Thank you, Paul, and good afternoon, everyone. I will briefly review with you the second quarter results, which we reported earlier today, starting with our financial position.
As Paul mentioned, at December 31, we had cash, cash equivalents, and marketable securities of $18.7 million, a net decrease of $2.6 million from $21.3 million at September 30, 2011. We anticipate that these resources, together with expected royalty income from Bausch & Lomb should enable us to maintain our current and planned operations into at least at the beginning of calendar year 2013.
Our resources could be enhanced if Alimera receives approval for Iluvien for DME in the EU and successfully commercializes or sub-licenses the product. However, the time frame and amounts that we would be entitled to receive from Alimera from such activities under the terms of our collaboration agreement are uncertain. We may also seek to obtain additional capital resources and/or reduce our capital requirements as a result of possible new collaborative licensing or other agreements, possible adjustments to our operating plan, including delaying initiation of some clinical trials and/or possible other agreements and transactions, which may include sales of assets or securities.
Turning to our results for the quarter ended December 31, 2011. We reported revenues of $630,000 compared to $414,000 in the second quarter last year. The year-over-year revenue increase was primarily the result of the recognition of previously deferred collaborative research and development revenue from our June 2011 restated Pfizer agreement.
Research and development expense totaled $2 million for the 3 month period ended December 31 compared to $1.5 million in the prior-year quarter, primarily attributable to increased personnel expenses and the absence in the current-year quarter of a $208,000 federal grant award received in the prior year.
General and administrative expense totaled $1.5 million in the second quarter this year, compared to $2 million last year, primarily attributable to reduced stock-based compensation expense, including reversal of stock-based compensation related to performance-based option forfeitures and lower professional fees.
During the current quarter, we recorded a $14.8 million non-cash impairment charge to our finite-lived intangible assets with Durasert and BioSilicon technologies. The combination of the 2011 Complete Response Letter from the FDA and the resulting significant decrease in our market capitalization at December 31, 2011, constituted impairment indicators for these intangible assets. The resulting recoverability assessment derived and implied fair value of our intangible assets of $4.6 million compared to their combined carrying value of $19.4 million and accordingly, a $14.8 million impairment charge was recorded in the current period.

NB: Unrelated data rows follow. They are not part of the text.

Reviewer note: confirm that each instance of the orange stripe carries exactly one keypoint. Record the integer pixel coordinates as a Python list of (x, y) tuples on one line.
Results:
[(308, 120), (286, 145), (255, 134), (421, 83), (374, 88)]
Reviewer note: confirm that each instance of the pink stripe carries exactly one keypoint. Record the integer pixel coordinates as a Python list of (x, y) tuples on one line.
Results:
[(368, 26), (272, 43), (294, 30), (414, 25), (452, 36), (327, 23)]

Non-operating income was $139,000 for the quarter ended December 2011 compared to $461,000 in the prior-year quarter. This decrease was primarily attributable to lower non-cash income in the current-year period from the change in the fair value of derivatives related to outstanding Australian dollar investor warrants. As noted previously, the remainder of these warrants will expire in July 2012 unless earlier exercised.

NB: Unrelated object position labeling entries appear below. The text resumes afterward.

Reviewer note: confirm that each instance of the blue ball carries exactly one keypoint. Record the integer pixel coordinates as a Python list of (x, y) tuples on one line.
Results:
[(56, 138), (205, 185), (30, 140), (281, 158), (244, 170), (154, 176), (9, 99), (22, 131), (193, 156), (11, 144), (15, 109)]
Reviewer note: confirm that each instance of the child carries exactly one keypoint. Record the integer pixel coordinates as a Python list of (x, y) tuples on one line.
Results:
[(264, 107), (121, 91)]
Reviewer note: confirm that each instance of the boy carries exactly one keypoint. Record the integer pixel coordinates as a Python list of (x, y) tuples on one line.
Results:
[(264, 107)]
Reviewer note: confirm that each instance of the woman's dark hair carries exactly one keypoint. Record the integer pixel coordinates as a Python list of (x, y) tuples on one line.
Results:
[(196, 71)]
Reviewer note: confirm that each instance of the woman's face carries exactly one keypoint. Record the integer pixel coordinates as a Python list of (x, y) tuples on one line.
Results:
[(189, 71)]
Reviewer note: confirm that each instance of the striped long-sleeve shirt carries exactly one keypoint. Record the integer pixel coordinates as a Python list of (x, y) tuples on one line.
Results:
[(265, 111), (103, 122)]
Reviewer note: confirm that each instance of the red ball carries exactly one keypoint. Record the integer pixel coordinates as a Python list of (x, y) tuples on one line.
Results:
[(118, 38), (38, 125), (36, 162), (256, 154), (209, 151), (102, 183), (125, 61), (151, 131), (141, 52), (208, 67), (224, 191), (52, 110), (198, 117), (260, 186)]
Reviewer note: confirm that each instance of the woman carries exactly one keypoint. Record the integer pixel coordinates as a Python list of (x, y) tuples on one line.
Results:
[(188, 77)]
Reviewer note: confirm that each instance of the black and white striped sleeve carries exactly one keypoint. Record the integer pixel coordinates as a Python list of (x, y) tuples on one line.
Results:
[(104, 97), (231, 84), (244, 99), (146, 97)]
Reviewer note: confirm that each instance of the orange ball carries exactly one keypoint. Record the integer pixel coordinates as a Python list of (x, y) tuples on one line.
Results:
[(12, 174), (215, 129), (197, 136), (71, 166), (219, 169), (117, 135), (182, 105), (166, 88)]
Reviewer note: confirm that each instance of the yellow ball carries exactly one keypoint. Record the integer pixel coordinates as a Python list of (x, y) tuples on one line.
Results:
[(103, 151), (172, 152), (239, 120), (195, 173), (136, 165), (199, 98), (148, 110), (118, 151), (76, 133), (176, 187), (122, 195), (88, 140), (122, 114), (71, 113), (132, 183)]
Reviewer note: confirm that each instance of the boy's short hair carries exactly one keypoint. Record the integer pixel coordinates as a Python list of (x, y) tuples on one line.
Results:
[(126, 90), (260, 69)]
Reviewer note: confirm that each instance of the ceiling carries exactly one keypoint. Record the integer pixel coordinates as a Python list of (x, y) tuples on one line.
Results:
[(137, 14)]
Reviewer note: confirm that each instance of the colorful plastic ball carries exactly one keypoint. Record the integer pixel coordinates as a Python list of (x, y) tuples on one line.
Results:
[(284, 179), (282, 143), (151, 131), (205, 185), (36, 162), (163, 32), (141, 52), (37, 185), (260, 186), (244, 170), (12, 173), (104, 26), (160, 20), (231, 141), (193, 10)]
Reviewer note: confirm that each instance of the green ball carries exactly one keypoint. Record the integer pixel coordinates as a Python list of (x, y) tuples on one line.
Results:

As a result of the significant decrease in our share price during the quarter, the derivative liability balance was reduced to zero at December 31, 2011.

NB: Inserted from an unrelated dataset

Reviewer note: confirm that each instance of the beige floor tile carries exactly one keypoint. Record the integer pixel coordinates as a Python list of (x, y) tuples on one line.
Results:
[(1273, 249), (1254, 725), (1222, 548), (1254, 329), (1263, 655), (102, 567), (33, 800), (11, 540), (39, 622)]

Net loss for the first (sic) [second] quarter of fiscal 2012 was $17.5 million or $0.84 per share, compared to a net loss of $2.7 million or $0.15 per share for the prior-year quarter.
I will now turn briefly to our 6 month year-to-date results. For the 6 months ended December 31, 2011, we reported revenues of $2.3 million compared to $890,000 for the same period last year. The year-over-year revenue increase was primarily the result of the recognition of previously deferred collaborative research and development revenues from the Intrinsiq field-of-use license, which was terminated in July 2011 and from the restated Pfizer agreement.
Research and development expense totaled $4.1 million for the 6 month period ended December 31, 2011, compared to $3.3 million in the prior-year period, primarily attributable to increased personnel expenses, costs of the latanoprost phase I/II clinical trial under the restated Pfizer agreement and the absence in the current year of the federal grant award received in the prior year.
General and administrative expense totaled $3.5 million in the fiscal 2012 year-to-date period compared to $4.2 million last year, primarily again attributable to the reduced stock-based compensation expense, including reversal of amounts resulting from the performance-based option forfeitures and lower professional fees. The year-to-date period also reflected the $14.8 million intangible asset impairment charge, which I discussed earlier.
Non-operating income was $188,000 for the 6 months ended December 2011 compared to $797,000 in the prior-year period. The decrease was primarily attributable to the change in the fair value of derivatives related to the Australian dollar investor warrants as previously discussed.
Net loss for the first 6 months of fiscal 2012 was $19.9 million or $0.96 per share compared to a loss of $5.8 million or $0.31 per share for the prior-year quarter.
I will now turn the call back over to Paul.